Turns out that the image-based remoting works damn fast. Modern image compression techniques blow away what we had when VNC and X were still the top dogs in remoting. It's really quite trivial to push 60 frames per second of 1080p image content reliably on low-bandwidth pipes (and that's FAR more than any app other than a video player or game would ever need), and then all you need is the input events being sent back.
And there's no reason this has to be a whole-desktop affair and not a trivially easy to use per-application transparent setup. Wayland, in fact, makes this way easier than X does! Redirect the app to an offscreen buffer (just like the compositor already does), but instead of rendering it to the screen you instead compress, motion-diff, and encode the data and push it across a channel in your SSH session (just like X already does), and then the remote end decodes and displays the result. Send input events back. Super easy and there's no reason it would be any more difficult to use as an end-user than what X gives you today. And it works better, is forward-compatible with whatever advances come about in GPU technology, etc.
About the only thing you'll lose is the ability for a headless box with no GPU to get accelerated rendering on your desktop, but as I pointed out above you don't have that anyway, at least not for anything beyond the incredibly anemic and borderline useless 1.x versions of OpenGL.
Oh, and the Wayland-based network transparency could reuse an existing image-based protocol so it actually becomes easy to display those networked UNIX/Linux apps on a Windows/OSX/iOS/whatever machine without needing to jump through the hoops of getting a huge crazy X server installed. In fact, it can transparently work with any app from any OS. Neat.

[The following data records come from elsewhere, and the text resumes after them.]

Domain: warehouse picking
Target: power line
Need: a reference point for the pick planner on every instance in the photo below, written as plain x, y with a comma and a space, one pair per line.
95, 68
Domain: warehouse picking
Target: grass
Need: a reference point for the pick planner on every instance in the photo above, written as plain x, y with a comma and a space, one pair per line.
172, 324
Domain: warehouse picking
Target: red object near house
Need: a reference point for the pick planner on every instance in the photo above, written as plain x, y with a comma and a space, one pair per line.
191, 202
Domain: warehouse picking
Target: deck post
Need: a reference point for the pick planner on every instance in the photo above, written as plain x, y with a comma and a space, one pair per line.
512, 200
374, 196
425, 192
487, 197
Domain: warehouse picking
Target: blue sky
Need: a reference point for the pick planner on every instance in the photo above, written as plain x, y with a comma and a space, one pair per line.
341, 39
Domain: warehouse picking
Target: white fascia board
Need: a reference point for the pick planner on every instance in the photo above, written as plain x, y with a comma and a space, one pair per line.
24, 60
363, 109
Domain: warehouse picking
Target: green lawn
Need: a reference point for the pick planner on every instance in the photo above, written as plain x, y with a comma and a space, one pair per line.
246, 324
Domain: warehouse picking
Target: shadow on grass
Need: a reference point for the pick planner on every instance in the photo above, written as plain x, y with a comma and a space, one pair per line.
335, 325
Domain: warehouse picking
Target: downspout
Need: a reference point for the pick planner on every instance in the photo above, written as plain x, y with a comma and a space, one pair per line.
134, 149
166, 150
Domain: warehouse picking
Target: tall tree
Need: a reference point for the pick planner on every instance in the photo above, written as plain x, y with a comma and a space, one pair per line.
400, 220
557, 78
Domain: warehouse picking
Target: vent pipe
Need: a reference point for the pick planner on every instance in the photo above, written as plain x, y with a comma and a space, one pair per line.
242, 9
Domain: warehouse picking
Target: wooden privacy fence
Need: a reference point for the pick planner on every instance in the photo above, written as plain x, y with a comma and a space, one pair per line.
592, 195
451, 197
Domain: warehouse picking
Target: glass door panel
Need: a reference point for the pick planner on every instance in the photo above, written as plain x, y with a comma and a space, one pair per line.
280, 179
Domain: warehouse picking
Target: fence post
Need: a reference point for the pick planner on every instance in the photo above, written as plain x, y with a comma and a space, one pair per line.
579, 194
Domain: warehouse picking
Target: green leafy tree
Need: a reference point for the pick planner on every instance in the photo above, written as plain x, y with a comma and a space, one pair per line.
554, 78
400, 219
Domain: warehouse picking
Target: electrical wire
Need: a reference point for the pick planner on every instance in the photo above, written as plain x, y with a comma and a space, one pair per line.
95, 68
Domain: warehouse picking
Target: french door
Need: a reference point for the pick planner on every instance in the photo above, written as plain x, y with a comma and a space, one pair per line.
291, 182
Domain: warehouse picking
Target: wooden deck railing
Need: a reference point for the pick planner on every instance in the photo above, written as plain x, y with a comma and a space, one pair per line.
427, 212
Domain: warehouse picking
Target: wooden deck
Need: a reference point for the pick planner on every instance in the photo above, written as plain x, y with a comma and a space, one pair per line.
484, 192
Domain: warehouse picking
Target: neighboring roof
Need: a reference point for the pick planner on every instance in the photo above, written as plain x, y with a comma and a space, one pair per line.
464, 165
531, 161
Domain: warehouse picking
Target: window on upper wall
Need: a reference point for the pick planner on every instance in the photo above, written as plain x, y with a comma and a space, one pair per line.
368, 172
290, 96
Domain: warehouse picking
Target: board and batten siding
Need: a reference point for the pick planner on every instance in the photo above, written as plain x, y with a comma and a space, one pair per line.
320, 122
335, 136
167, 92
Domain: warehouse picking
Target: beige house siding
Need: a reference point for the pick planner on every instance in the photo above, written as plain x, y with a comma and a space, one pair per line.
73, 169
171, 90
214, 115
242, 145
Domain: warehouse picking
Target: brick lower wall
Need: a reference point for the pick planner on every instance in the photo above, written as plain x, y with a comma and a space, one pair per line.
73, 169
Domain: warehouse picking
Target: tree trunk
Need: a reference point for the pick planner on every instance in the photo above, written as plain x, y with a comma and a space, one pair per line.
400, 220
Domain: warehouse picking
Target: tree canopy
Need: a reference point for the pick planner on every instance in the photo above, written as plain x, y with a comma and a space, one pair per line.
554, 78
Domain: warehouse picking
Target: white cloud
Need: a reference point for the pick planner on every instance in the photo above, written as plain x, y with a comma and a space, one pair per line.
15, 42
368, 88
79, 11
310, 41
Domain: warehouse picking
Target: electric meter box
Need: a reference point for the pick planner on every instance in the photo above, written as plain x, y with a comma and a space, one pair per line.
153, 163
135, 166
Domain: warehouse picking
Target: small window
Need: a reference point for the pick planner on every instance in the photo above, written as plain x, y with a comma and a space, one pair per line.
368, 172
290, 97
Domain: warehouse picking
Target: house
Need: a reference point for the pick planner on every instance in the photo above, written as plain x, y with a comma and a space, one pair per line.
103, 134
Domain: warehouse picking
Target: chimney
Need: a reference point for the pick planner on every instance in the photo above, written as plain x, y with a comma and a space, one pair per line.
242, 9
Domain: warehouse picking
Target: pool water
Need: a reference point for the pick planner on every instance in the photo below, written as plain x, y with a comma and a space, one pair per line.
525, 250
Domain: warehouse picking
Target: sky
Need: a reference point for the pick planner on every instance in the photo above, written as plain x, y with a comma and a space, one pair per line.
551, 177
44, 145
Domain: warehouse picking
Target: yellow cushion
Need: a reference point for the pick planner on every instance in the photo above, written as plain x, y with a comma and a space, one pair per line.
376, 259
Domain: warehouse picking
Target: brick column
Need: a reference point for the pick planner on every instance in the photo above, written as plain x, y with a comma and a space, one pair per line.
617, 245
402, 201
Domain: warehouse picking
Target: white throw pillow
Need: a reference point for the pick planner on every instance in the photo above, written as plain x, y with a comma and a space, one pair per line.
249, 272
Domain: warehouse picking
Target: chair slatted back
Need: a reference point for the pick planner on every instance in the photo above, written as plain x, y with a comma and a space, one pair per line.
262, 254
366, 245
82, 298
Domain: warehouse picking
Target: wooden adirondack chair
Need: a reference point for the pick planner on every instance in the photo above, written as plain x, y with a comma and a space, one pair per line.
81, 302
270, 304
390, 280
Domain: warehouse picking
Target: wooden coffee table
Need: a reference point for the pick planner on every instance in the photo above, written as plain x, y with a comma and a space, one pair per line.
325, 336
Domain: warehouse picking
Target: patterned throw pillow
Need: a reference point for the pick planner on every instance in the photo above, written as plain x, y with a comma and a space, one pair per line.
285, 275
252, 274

Is all this written and working yet? No, of course not. That's no reason to claim it can't be written, though, or that it won't. In the end, the people who actually need something better than X and are willing to put in that effort are going to get what they want, and the people who want to keep esoteric X features but aren't willing to do the work to keep them on the modern architecture will lose out. That is the way of Open Source, as it is.